Ninguém está ciente do paradoxo que encerra tentar dotar o Reino Unido de bons acordos de comércio livre fora do âmbito da UE e insistir num nacionalismo económico castrador da livre circulação? Tendo em conta a opção de Downing Street pela via radical no diálogo com Bruxelas - como aliás se vê pela composição da equipa ministerial liderada por May para o efeito -, parece não haver margem para um roteiro alternativo depois de acionado o artigo 50.º: uma total ausência de pontes mínimas entre as partes, com Londres a exigir o melhor das regras comerciais em todo o mundo (o acesso intacto ao Mercado Único) e uma total intolerância com o pilar da livre circulação de pessoas, mesmo que nunca tenha estado sequer condicionada a Schengen.

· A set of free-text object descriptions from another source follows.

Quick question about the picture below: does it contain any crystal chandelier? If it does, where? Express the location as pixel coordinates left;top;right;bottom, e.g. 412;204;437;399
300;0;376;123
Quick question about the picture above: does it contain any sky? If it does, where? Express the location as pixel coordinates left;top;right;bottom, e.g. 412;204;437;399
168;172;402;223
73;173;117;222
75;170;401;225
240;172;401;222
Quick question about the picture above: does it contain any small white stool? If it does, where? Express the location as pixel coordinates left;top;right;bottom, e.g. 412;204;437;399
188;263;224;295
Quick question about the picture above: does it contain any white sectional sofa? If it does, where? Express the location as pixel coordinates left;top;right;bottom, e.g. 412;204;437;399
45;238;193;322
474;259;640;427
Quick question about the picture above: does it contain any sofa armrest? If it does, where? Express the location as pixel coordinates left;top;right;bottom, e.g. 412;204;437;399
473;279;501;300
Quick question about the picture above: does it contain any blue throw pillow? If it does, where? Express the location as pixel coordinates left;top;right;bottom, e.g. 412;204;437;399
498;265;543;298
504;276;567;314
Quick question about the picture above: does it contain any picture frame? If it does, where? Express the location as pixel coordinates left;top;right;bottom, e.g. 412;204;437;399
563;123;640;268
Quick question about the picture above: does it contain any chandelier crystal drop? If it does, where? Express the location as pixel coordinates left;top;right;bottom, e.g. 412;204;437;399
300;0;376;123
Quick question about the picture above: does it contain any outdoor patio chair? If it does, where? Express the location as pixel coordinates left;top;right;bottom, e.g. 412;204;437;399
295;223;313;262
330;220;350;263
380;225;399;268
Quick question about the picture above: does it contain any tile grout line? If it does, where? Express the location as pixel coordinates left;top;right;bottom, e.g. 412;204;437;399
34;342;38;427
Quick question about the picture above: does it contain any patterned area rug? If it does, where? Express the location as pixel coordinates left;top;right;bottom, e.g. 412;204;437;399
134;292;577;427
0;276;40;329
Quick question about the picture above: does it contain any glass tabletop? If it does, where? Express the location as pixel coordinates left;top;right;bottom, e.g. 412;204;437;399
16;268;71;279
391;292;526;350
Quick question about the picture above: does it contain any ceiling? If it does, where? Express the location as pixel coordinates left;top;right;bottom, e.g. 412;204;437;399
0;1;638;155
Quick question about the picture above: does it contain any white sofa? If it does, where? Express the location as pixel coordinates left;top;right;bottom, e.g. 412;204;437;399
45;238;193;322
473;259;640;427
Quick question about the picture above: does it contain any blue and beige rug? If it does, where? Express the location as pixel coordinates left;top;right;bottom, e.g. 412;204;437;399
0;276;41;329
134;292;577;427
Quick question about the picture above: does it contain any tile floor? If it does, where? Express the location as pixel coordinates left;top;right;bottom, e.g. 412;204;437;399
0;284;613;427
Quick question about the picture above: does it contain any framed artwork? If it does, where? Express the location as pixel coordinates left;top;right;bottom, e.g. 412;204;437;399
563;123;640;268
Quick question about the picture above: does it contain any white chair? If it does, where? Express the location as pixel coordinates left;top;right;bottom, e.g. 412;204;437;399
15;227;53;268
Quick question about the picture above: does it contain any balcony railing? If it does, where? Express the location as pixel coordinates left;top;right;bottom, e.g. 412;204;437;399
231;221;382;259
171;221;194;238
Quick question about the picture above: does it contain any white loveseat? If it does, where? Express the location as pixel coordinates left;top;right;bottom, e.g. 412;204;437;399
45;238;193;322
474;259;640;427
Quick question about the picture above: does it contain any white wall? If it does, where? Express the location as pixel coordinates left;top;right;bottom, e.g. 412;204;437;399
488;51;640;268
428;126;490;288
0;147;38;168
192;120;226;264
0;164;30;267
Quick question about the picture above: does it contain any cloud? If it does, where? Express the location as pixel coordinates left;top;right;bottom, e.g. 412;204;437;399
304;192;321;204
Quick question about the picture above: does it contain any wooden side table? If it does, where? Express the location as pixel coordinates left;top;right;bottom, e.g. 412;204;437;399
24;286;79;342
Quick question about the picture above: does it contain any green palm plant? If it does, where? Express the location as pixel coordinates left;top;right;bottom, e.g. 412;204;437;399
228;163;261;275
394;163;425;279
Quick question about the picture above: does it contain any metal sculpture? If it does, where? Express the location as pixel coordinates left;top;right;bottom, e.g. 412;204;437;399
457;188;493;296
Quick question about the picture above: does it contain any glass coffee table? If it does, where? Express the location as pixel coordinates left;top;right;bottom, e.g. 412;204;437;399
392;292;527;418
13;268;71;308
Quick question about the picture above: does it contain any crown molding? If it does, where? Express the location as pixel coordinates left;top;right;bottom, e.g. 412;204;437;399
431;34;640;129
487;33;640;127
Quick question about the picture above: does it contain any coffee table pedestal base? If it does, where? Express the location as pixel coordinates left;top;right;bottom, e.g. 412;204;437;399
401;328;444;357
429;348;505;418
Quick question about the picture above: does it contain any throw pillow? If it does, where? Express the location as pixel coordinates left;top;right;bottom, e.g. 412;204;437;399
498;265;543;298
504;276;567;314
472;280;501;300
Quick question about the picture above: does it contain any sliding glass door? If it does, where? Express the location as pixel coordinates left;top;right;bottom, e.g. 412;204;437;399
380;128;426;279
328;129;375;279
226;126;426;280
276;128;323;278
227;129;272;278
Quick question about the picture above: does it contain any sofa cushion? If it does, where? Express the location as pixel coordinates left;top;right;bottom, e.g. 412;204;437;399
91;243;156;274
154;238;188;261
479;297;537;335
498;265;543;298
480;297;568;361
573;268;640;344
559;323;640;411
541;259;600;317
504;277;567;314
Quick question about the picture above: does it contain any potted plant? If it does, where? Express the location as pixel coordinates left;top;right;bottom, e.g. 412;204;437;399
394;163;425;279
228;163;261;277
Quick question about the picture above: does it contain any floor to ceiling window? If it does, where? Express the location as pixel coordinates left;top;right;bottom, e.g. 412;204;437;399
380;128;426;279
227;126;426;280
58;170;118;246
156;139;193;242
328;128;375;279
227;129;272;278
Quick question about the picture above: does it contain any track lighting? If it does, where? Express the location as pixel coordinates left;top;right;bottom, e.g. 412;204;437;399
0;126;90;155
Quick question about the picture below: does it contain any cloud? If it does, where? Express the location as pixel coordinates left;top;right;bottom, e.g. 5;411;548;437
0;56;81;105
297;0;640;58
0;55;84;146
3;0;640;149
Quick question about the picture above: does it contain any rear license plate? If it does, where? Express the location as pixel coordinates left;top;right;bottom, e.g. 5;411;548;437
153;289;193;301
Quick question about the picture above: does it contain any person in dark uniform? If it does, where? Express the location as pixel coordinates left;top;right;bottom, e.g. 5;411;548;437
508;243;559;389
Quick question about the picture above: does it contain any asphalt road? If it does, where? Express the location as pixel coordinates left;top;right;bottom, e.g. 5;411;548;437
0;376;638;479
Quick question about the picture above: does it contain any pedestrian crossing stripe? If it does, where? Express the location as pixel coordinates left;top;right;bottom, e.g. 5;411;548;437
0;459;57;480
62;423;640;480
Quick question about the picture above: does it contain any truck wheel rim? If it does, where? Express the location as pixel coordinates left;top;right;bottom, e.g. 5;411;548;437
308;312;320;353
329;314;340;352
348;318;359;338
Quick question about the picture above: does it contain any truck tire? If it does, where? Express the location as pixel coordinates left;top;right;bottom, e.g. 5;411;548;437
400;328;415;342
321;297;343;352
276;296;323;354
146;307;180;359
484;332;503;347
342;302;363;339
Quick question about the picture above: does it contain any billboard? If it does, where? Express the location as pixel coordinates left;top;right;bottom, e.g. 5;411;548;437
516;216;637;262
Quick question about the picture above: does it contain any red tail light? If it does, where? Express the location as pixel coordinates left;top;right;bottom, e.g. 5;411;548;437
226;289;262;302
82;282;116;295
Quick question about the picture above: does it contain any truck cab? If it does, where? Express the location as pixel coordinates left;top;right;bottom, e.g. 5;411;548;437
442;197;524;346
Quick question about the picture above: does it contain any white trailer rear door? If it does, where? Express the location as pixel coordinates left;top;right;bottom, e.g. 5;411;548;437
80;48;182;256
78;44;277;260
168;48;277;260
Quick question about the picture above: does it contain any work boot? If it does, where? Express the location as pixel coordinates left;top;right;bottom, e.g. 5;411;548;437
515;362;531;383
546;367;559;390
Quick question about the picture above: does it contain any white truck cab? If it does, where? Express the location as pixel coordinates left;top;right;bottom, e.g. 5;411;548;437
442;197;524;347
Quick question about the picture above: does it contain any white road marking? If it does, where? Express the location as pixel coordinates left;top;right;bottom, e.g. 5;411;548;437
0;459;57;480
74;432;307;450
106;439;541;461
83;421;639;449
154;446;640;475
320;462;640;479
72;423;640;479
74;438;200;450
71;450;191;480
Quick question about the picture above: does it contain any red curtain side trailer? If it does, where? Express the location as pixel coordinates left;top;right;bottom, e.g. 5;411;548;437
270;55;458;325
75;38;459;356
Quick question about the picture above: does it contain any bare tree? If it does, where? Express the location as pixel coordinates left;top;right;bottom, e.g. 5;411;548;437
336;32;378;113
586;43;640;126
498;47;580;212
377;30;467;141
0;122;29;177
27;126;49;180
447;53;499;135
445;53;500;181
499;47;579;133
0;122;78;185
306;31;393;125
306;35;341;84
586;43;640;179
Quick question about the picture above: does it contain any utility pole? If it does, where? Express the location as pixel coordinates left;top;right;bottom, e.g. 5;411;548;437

O que o governo britânico quer é perpetuar unicamente o que de bom a UE lhe proporciona (generosas regras de livre comércio e um mercado de exportação para os serviços financeiros), sem ter de contribuir para um edifício político ou submeter-se aos critérios inegociáveis próprios a um espaço único, sem fronteiras, aberto mas com regras. E como nenhuma das partes parece ceder neste cardápio, dificilmente se chegará a um entendimento razoável em dois anos. O que agrava este ambiente é a hipótese de holandeses e franceses darem, em março e em maio, a vitória eleitoral a uma extrema-direita que odeia a UE, a livre circulação, o livre comércio, o liberalismo político e o pluralismo ideológico. Se Wilders chegar a primeiro-ministro e Le Pen a presidente, estaremos mais próximos de ter dois países fundadores a referendar a saída da UE do que a tentar melhorar o seu funcionamento.
Alguém está preparado para isto? E se a Alemanha, a votos no outono, orientar a sua escolha por um processo de afastamento das políticas comuns, que espaço sobrará para países como Portugal, que delegam 80% do seu investimento público e da sua legislação nos fundos e iniciativa das instituições comunitárias? Dir-me-ão que é uma análise tão negra como improvável. Espero que tenham razão. Mas o sinal dos tempos não está para desvalorizações nem negligências interpretativas e o pessimismo pode ser a única forma de alertar os bons espíritos a prevenirem a tragédia. A Europa já a viveu demasiadas vezes.